Web development tweaks are in unusually short supply, too. There's support for CSS animations, a technology that makes it easy for developers to create simple web animations, even if they don't know JavaScript. But while the 5.0 beta release notes talked about "improved standards support for HTML5, XHR, MathML, SMIL, and canvas", how noticeable these will be is still open to question: we ran Firefox 4.01 and 5.0 at and they both returned identical scores.

What seems much more interesting to us were the promised improvements in memory and networking performance. Would these deliver anything visible to the end user? We ran a few tests on a Windows 7 system, with some encouraging results.

We found initial memory use (private working set), for instance, dropped from 125 to 93MB. Resource use also fell, sometimes significantly -- so, for example, threads dropped from 54 to 40. And maybe as a by-product of these efficiencies, launch speed improved by up to 20 percent. Mozilla posted the release candidate just three days ago.

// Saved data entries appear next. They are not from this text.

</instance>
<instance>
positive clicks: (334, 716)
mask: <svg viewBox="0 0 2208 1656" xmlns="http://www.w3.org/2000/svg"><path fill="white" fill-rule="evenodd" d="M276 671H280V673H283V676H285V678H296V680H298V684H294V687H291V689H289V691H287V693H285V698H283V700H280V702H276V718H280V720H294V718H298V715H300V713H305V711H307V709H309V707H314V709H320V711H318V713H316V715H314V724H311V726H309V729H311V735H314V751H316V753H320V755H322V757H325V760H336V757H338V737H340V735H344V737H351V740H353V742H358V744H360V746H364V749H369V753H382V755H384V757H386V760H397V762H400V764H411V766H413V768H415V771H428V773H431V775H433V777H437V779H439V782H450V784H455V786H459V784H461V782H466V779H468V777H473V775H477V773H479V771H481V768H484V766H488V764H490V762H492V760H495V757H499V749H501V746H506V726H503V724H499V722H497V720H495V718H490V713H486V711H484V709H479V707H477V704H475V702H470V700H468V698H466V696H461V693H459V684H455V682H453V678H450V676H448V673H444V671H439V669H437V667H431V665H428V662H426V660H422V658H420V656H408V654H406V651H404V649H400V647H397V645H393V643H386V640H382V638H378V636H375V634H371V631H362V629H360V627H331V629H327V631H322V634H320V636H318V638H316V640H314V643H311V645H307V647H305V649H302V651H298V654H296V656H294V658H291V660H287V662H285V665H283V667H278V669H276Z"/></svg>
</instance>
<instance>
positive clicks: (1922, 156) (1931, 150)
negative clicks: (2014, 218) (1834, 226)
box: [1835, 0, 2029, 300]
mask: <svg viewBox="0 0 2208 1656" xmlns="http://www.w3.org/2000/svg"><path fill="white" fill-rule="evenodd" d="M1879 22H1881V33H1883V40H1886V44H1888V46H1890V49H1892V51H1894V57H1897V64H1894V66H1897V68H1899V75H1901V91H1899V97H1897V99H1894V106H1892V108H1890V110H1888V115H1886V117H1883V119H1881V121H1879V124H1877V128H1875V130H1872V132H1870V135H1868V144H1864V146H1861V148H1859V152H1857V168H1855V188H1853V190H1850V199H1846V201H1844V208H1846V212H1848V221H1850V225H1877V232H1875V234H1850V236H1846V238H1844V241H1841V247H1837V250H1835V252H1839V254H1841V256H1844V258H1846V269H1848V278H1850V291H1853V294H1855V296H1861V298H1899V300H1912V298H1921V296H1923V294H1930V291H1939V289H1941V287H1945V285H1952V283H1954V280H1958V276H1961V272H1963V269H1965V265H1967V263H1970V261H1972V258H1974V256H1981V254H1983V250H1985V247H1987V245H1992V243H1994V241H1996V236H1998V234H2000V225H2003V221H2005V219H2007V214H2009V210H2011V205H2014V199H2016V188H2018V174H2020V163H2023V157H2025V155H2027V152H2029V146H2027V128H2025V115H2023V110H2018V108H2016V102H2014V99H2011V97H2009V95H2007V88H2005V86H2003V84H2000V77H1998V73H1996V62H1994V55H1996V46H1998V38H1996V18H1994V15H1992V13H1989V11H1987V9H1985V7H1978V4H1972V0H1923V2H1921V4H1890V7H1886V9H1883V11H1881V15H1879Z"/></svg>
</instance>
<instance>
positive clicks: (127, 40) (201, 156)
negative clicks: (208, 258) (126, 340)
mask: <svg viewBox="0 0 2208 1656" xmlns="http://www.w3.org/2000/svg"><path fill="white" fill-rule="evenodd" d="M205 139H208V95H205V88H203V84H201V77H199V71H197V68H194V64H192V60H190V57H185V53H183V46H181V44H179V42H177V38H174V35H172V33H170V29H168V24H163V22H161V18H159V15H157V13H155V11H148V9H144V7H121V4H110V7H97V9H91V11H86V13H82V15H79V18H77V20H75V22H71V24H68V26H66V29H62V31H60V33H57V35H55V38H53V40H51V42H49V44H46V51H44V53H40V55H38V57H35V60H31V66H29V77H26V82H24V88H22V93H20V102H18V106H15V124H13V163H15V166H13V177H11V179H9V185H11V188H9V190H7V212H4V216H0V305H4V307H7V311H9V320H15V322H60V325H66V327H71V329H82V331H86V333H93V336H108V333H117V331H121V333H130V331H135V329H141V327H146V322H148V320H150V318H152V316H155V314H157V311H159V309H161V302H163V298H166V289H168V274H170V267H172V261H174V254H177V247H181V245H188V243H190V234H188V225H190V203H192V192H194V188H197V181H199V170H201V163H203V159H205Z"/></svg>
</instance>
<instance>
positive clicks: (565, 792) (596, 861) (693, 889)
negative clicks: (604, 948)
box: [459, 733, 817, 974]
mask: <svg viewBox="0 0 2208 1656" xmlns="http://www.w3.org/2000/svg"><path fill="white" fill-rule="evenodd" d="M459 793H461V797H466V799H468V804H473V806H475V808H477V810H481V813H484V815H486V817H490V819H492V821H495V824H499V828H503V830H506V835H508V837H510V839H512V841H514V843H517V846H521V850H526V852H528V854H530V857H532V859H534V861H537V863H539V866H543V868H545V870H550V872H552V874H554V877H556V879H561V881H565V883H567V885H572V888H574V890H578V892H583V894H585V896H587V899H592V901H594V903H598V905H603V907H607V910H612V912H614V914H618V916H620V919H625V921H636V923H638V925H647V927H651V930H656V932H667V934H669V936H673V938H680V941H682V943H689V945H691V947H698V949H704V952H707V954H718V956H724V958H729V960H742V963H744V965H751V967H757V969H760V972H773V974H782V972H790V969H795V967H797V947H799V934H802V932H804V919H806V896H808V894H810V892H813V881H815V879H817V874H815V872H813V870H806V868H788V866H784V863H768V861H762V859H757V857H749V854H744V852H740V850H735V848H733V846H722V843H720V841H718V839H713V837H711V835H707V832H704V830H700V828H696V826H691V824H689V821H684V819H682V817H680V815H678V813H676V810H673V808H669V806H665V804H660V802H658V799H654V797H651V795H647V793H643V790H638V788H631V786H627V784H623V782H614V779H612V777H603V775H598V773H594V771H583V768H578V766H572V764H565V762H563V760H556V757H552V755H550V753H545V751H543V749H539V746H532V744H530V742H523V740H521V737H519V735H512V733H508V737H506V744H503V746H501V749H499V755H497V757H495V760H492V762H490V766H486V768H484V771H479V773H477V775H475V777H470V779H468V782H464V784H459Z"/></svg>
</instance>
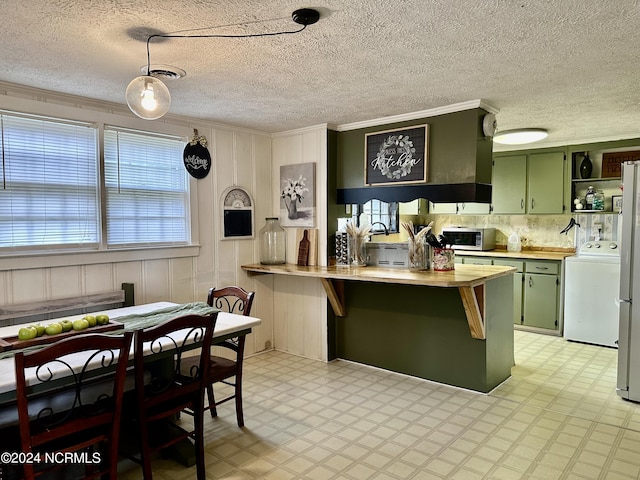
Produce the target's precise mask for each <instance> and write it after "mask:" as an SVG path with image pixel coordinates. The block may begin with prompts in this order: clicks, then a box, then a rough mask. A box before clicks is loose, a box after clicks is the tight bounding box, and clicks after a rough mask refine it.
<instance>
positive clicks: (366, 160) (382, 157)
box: [364, 125, 429, 186]
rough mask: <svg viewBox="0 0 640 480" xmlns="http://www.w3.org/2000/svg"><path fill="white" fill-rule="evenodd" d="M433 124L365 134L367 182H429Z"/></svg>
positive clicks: (364, 174)
mask: <svg viewBox="0 0 640 480" xmlns="http://www.w3.org/2000/svg"><path fill="white" fill-rule="evenodd" d="M428 140H429V125H416V126H414V127H408V128H401V129H397V130H386V131H384V132H376V133H369V134H367V135H365V145H364V147H365V159H364V161H365V165H364V184H365V185H367V186H371V185H402V184H409V183H425V182H426V181H427V167H428V150H429V148H428Z"/></svg>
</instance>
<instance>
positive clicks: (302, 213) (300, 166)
mask: <svg viewBox="0 0 640 480" xmlns="http://www.w3.org/2000/svg"><path fill="white" fill-rule="evenodd" d="M315 185H316V164H315V163H297V164H294V165H282V166H281V167H280V225H282V226H283V227H314V226H315V221H316V195H315Z"/></svg>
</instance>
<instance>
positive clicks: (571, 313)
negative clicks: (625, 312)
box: [564, 240, 620, 347]
mask: <svg viewBox="0 0 640 480" xmlns="http://www.w3.org/2000/svg"><path fill="white" fill-rule="evenodd" d="M565 262H566V264H565V281H564V338H566V339H567V340H573V341H576V342H584V343H592V344H594V345H604V346H607V347H617V346H618V345H617V343H616V342H617V341H618V315H619V309H618V303H617V302H618V297H619V288H620V287H619V285H620V252H619V249H618V244H617V242H612V241H606V240H605V241H599V242H586V243H585V244H584V245H582V247H580V249H579V251H578V254H577V255H576V256H573V257H567V258H566V260H565Z"/></svg>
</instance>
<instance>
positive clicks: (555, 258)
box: [456, 248, 576, 261]
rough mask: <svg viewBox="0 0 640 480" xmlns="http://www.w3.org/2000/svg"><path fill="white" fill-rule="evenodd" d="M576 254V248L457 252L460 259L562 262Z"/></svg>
mask: <svg viewBox="0 0 640 480" xmlns="http://www.w3.org/2000/svg"><path fill="white" fill-rule="evenodd" d="M575 254H576V251H575V248H571V249H564V250H559V249H554V250H544V249H522V251H521V252H509V251H507V250H506V249H495V250H487V251H477V250H456V256H460V257H492V258H504V259H509V260H556V261H562V260H564V259H565V258H567V257H571V256H573V255H575Z"/></svg>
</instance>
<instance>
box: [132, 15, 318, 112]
mask: <svg viewBox="0 0 640 480" xmlns="http://www.w3.org/2000/svg"><path fill="white" fill-rule="evenodd" d="M291 19H292V20H293V21H294V22H295V23H297V24H298V25H302V28H299V29H297V30H290V31H283V32H269V33H253V34H244V35H215V34H212V35H178V34H171V33H167V34H156V35H150V36H149V37H148V38H147V68H146V72H144V73H146V74H145V75H140V76H138V77H136V78H134V79H133V80H131V82H130V83H129V85H128V86H127V90H126V92H125V97H126V99H127V105H129V109H130V110H131V111H132V112H133V113H134V114H135V115H137V116H138V117H140V118H142V119H144V120H156V119H158V118H160V117H162V116H163V115H165V114H166V113H167V112H168V111H169V107H170V106H171V94H170V93H169V89H168V88H167V86H166V85H165V84H164V83H163V82H162V80H160V79H159V78H157V76H154V71H153V70H152V69H151V56H150V53H149V42H150V41H151V40H152V39H153V38H250V37H269V36H275V35H288V34H294V33H300V32H302V31H303V30H304V29H305V28H307V26H308V25H313V24H314V23H316V22H317V21H318V20H319V19H320V13H319V12H318V11H317V10H313V9H311V8H301V9H299V10H296V11H294V12H293V13H292V14H291Z"/></svg>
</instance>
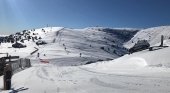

Was this just a one-off launch time benefit, though? To check this, we opened five additional tabs, and found even greater improvement in RAM and resource use. This suggests individual tabs are now also more efficient, so you should be able to open even more of them before running into any performance or stability issues.

Just in case that's not enough, Firefox 5 also now makes more intelligent use of its persistent HTTP connections. For the most part, this is just as uninteresting as it sounds, but HttpWatch ran some benchmarks that show dramatic improvements in a few situations, with, for example, a test screen image loading twice as fast thanks to the new feature.

Forget the lack of visible changes, then. Firefox 5 does have several interesting additions under the hood. Go grab a copy for yourself and see what these performance tweaks can do for you.